Maybe Jimmy Donaldson should have listened to founder Jerry Murrell’s mom before launching a burger chain.
Jerry Murrell's mother used to tell him, you can always make money if you know how to make a good burger.
In 1986 — after failing at a number of business ideas — Murrell opened a tiny burger joint in Northern Virginia with his four sons.
Five Guys now has more than 1,500 locations worldwide and is one of the fastest growing restaurant chains in America.

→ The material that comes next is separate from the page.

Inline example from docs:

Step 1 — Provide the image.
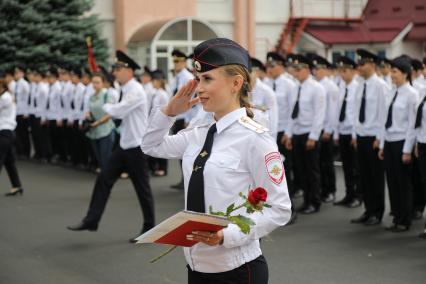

Like Monty’s, the Five Guys story starts with obsession over the quality of the product, an entire family bought into finding the right potato-and-oil combo to make the best fries, the perfect bun, etc. And so, the product becomes the brand. And the product is strong and has tight rules on what makes it strong, and consistent, and that is the bedrock of what makes a brand a world-beater.
THE TAKEAWAY
There’s a saying “How you do one thing is how you do everything”. For people approaching your brand from one touchpoint, be it a burger or a university degree or a bottle of vodka, how you do that one thing IS your brand in their eyes, so if you screw up anything, it can effect everything.
Choose brand extensions that you are confident will be aligned with you in the long run, and where the quality is never in question. Saying no might be the best option.